Campbell’s revelation came in November 1890, soon after the General Conference voted down ordaining women. In her article, Campbell goes on to note that she feels great opposition to her ministry, but feels through God’s power that eventually her work will be recognized as God’s will is fulfilled. While Campbell’s article could easily be seen as using personal faith to justify and stay within an oppressive social structure, I want to draw attention to the fact that she is still speaking out and urging change, not conformity with the oppression. This desire to stay within a religious organization and work for change is further illustrated by B.T. Robert’s pamphlet On Ordaining Women, which was published in response to the 1890 Conference decision.

Roberts’ pamphlet On Ordaining Women went beyond a simple call to consider women capable for ministry.

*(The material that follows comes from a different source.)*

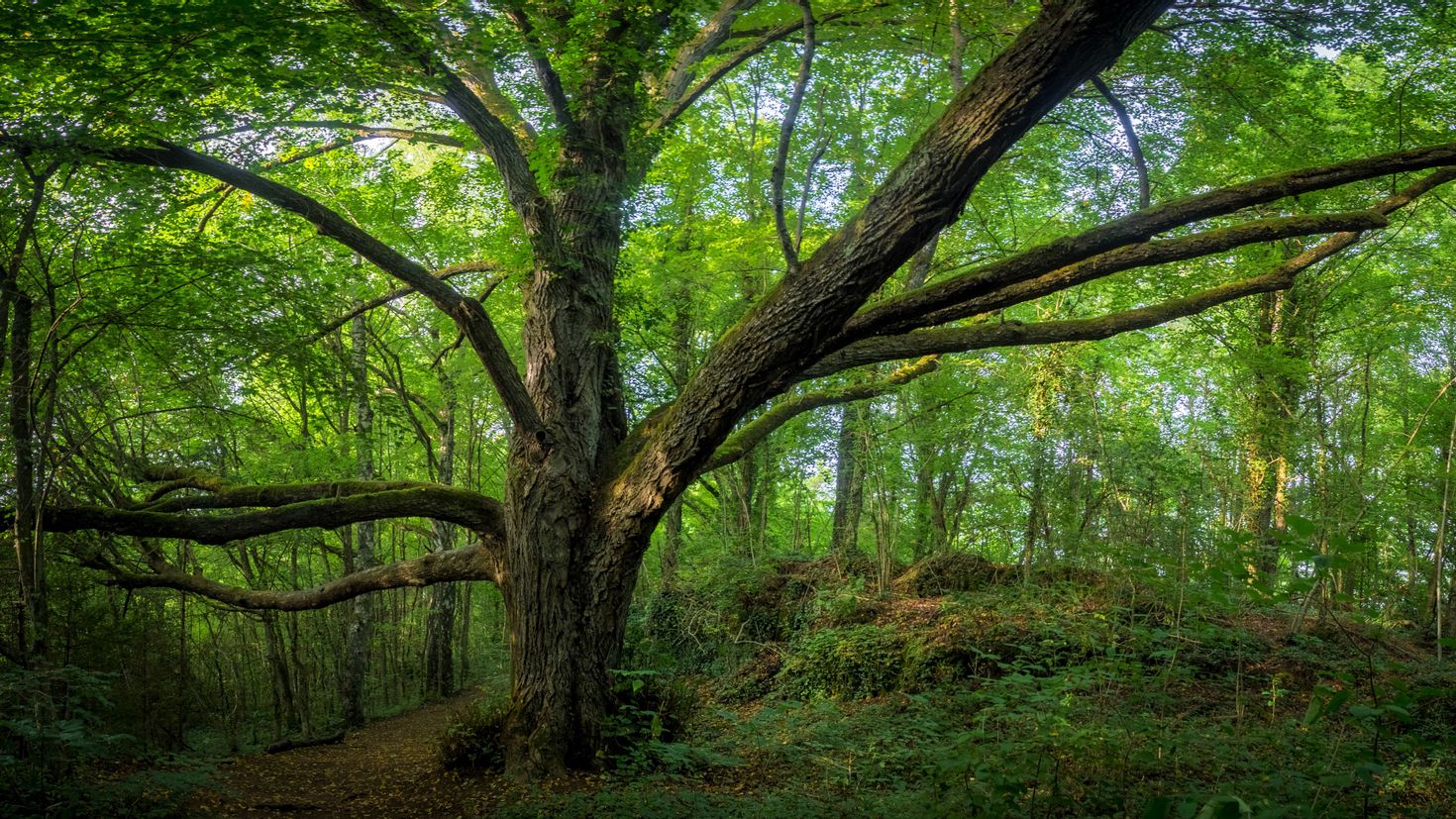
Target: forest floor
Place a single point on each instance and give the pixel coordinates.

In the pamphlet, Roberts urges a complete change to the gender hierarchy and male headship practices often followed in Christian culture. Taking on the hermeneutical issues involved in Biblical feminism, Robert’s pamphlet presents one of the most progressive discourses on Christian feminism in the 19th and 20th centuries.

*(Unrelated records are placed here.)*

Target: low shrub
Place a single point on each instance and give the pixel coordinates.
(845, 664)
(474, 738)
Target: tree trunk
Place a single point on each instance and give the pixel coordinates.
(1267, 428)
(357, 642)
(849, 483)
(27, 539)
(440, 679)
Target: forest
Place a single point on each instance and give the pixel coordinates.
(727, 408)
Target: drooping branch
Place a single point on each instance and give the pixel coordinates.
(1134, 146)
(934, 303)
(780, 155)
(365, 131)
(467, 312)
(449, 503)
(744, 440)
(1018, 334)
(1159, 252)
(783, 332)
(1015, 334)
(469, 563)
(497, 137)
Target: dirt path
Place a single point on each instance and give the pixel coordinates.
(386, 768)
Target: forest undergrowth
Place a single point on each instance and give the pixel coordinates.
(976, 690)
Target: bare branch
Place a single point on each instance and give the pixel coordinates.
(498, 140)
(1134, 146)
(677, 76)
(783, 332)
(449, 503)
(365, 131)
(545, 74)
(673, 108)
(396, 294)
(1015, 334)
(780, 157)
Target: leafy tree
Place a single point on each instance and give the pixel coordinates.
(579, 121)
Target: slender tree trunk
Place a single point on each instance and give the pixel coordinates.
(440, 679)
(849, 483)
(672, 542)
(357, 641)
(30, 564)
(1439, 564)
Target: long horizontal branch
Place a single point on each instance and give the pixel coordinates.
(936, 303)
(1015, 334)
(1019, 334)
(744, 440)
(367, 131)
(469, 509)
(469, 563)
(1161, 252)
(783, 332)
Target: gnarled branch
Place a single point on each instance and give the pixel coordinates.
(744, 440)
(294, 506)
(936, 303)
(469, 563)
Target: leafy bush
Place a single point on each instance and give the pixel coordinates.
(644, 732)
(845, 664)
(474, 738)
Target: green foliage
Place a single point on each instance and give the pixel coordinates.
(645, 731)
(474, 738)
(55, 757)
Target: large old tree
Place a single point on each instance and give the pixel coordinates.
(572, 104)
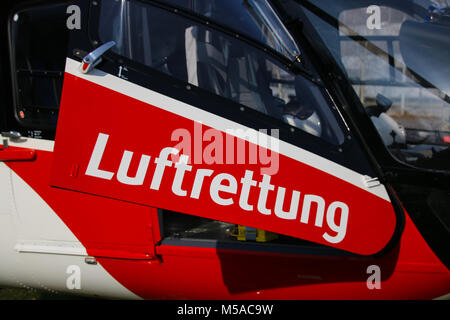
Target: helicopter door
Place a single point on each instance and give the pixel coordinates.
(164, 110)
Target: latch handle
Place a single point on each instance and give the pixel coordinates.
(94, 58)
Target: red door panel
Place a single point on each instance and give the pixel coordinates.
(122, 146)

Speaking against the cultural argument that women are not capable of serving in certain professions such as the military, Roberts notes Joan of Arc’s role in saving France from England, Herodotus’ historical account of a women’s army of “Amazons” and the Biblical prophet Deborah winning more honor than the Israelite general Barak in battle (45-46). As Roberts notes, women are just as capable of men, but have been socially conditioned to appear inferior.

In a far-reaching final declaration of equality, Roberts concludes his On Ordaining Women by noting in capital letters:

THE GOSPEL OF JESUS CHRIST, IN THE PROVISIONS WHICH IT MAKES, AND IN THE AGENCIES WHICH IT EMPLOYS, FOR THE SALVATION OF MANKIND, KNOWS NO DISTINCTION OF RACE, CONDITION, OR SEX, THEREFORE NO PERSON EVIDENTLY CALLED OF GOD TO THE GOSPEL MINISTRY, AND DULY QUALIFIED FOR IT, SHOULD BE REFUSED ORDINATION ON ACCOUNT OF RACE, CONDITION, OR SEX (104).

Roberts’ passionate plea for gender equality came over 20 years before women were granted political equality with men by the 19th Amendment and eighty-three years before the Free Methodist denomination officially ordained women. Yet, as Donald Dayton notes in Discovering an Evangelical Heritage, Robert’s writings was built upon the Seneca Falls meeting of 1848, held in a Wesleyan Methodist Church (91).  During this meeting, both religious and secular women met together to draft the “Declaration of Sentiments and Resolutions,” considered by some historians as the foundation of the modern feminist movement, which included bold statements about the civil rights of both men and women (From Helen Hunt’s book Faith and Feminism A Holy Alliance). Roberts was familiar with the historic struggle for human equality and, while he did not live to see his ideals officially upheld, he paved the way for generations of Free Methodist women ministers to pursue their calling.